I started my MBA at Cornell University in 2012. During my MBA, I got two fellowships, one in Environmental Finance & Impact Investing and the second in Emerging Markets. While studying about emerging market issues, we were made to realize that, while most businesses were attracted to the rising middle class in emerging markets, the bigger segment of doing business came from creatively addressing the issues of the base of pyramid in these countries. That started a whole new interest in social enterprise for me. I didn’t know how to marry my love for social enterprise with my love for renewable energy, but I knew it had to deal with some form of bringing renewable, sustainable energy businesses to developing communities globally. That is when I found out about IEEE Smart Village (then Community Solutions Initiative) and it struck a strong chord. Immediately after graduating from my MBA, I decided to volunteer for IEEE Smart Village.
Around that time, I also got an offer from Windlogics, a subsidiary of NextEra Energy. NextEra Energy is the world’s largest producer of wind and solar energy and thus it was a dream come true to get the offer. I moved to St Paul, Mn to work for Windlogics, but within a year got an offer to move to our headquarters in Juno Beach,FL to work in our Storage Business Development group. NextEra Energy not only allows me to contribute my time to IEEE Smart Village, but also thru the company’s Dollars for Doers program, the hours I spend on IEEE Smart Village get converted into a check my company sends to IEEE Smart Village!
Within IEEE Smart Village, I was made their Ambassador.

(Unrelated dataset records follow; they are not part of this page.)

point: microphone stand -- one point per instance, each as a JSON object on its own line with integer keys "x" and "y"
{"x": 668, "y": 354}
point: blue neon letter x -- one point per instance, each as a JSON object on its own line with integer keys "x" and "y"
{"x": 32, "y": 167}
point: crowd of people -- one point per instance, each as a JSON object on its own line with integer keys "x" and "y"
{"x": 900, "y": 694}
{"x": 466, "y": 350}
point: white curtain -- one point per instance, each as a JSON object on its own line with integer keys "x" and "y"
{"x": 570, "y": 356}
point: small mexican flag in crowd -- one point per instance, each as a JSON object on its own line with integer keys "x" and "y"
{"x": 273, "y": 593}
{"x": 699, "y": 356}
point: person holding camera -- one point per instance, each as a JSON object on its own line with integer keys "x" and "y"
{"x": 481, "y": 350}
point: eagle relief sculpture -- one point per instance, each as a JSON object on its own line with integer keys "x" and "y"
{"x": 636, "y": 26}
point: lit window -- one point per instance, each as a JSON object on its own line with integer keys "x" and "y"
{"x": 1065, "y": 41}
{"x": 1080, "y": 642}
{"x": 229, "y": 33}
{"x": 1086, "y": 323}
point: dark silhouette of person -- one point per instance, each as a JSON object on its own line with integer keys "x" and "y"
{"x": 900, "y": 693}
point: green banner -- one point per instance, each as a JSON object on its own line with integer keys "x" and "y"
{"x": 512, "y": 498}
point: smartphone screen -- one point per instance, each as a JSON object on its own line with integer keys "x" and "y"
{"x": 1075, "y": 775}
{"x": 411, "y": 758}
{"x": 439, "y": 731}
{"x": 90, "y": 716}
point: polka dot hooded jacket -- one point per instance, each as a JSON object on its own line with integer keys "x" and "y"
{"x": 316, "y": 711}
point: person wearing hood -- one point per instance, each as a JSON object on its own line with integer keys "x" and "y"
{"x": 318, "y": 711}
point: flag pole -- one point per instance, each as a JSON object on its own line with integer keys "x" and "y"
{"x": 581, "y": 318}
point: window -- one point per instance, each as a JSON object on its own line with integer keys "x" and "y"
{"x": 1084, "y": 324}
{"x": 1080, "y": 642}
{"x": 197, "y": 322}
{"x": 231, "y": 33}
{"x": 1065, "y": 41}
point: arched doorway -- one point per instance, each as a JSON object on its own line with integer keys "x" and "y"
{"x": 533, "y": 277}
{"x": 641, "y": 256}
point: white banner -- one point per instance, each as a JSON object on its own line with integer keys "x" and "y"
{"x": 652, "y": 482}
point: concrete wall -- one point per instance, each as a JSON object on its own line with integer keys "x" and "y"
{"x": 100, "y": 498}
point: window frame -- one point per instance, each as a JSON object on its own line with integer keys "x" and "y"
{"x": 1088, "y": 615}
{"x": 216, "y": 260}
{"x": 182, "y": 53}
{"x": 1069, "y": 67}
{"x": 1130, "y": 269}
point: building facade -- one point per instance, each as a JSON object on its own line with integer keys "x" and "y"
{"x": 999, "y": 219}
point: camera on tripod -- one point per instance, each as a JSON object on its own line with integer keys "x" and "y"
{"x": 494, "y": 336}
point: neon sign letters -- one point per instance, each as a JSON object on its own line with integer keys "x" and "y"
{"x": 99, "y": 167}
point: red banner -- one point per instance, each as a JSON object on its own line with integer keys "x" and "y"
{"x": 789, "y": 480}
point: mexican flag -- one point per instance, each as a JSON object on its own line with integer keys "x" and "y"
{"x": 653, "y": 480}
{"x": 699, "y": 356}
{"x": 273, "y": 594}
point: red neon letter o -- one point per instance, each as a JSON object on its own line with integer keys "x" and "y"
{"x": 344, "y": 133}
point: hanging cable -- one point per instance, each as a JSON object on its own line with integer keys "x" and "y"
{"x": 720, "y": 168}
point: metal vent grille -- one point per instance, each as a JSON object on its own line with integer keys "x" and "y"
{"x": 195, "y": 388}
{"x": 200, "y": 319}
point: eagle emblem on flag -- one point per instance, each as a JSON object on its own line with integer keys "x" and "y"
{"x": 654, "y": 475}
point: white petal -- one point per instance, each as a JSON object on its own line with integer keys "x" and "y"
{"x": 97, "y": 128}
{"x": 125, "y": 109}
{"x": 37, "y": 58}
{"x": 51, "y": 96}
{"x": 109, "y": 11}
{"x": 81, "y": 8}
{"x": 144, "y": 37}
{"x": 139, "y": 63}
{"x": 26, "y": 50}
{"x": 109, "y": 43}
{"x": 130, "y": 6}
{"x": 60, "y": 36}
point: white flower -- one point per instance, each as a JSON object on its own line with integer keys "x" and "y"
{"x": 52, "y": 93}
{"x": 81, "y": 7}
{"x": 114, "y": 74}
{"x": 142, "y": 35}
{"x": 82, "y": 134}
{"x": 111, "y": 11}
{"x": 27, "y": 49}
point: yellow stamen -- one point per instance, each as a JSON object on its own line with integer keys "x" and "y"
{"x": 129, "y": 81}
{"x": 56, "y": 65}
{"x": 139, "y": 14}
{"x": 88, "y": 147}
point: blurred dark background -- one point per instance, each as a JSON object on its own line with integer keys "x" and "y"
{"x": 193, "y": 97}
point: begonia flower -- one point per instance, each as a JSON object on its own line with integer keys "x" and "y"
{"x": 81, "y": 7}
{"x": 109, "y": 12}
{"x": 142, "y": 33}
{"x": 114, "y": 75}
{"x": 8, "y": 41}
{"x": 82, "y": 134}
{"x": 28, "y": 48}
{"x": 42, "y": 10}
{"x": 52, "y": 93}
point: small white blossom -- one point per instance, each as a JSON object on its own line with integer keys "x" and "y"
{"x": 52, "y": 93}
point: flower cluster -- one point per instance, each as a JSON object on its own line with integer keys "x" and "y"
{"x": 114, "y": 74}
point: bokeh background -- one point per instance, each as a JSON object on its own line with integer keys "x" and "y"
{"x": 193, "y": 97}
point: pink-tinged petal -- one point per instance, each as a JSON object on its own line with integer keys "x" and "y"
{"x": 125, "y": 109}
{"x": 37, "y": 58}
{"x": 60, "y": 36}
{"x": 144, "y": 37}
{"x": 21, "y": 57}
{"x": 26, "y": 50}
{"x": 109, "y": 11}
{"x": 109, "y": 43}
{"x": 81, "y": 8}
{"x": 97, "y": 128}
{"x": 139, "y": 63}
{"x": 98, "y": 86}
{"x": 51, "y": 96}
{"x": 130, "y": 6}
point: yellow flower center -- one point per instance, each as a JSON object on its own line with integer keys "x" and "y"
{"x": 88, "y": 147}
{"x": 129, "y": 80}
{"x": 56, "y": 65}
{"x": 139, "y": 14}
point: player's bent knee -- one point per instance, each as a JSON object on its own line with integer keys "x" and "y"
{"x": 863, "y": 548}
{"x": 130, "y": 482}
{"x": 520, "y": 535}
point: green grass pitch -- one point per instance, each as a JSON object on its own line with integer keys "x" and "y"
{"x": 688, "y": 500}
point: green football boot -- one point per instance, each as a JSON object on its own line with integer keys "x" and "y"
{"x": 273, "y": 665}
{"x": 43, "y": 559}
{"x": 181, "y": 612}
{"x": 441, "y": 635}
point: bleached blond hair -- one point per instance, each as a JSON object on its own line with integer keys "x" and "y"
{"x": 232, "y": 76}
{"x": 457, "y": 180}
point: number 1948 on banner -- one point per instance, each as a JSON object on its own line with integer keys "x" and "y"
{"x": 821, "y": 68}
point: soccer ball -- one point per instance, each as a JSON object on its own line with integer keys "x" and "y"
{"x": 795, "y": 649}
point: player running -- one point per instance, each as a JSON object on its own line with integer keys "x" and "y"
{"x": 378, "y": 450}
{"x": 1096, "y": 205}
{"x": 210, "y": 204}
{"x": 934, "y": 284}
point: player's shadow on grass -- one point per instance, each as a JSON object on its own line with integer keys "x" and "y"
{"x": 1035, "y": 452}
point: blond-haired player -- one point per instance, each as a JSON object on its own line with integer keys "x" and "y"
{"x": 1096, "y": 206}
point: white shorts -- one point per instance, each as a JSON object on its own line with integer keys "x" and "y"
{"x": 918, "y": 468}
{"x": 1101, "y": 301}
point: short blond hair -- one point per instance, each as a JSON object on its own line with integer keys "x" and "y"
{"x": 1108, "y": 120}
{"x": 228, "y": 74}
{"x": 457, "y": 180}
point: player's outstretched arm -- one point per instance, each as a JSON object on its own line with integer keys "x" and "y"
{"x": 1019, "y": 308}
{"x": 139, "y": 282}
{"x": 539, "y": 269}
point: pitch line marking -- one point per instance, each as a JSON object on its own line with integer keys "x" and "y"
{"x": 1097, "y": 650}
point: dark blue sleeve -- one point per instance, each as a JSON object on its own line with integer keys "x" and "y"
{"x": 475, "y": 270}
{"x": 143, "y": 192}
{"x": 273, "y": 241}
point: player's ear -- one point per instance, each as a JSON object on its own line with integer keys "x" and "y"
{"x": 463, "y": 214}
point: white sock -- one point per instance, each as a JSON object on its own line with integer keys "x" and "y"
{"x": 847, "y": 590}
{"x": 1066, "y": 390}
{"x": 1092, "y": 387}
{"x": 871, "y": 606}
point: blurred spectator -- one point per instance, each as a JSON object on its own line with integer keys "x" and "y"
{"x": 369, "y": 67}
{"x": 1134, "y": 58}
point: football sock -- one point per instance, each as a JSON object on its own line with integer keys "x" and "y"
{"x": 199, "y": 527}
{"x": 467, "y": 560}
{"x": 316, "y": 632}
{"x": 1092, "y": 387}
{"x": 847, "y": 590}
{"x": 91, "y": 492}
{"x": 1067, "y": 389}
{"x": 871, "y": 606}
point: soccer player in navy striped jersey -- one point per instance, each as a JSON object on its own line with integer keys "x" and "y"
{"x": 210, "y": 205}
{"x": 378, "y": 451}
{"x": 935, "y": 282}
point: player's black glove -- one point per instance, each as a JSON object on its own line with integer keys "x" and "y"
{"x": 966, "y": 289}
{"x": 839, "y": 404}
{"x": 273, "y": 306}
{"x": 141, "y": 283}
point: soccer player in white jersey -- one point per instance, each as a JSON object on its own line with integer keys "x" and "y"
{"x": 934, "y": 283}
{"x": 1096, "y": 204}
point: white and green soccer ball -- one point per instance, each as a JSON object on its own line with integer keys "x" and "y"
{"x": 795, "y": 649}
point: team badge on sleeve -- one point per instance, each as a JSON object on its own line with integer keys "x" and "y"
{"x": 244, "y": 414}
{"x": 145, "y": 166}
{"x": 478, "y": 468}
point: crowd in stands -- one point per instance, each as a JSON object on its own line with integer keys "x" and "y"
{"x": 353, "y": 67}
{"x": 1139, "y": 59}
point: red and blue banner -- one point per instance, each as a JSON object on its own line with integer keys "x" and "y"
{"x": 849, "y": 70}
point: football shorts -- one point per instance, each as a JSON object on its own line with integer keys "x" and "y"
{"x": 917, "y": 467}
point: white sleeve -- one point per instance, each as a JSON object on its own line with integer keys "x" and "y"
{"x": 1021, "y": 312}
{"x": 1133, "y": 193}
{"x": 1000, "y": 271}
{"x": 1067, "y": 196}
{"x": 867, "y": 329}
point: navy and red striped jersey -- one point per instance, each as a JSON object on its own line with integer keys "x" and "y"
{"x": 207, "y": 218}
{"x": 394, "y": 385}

This meant I was presenting, talking and promoting IEEE Smart Village in different venues and conferences. And nothing has been more magical. Talking to folks about what makes me passionate and seeing their interest and enthusiasm in wanting to be part of this ‘movement’ has been one of the most satisfying things I have ever done, and hopefully can continue to do. Recently I started a Sustainable Microgrids task force within the IEEE PES SESDC working group. This task force will further research on sustainable rural microgrids in developing communities.
These days, my time is spent doing my full time job which I absolutely love, my gym time, hanging out with friends and of course IEEE Smart Village. People sometimes ask me how I balance work, life and smart village and as I often tell them – in life there is no magic, there is no balance. But in the end, you alone can make sure that it all averages out!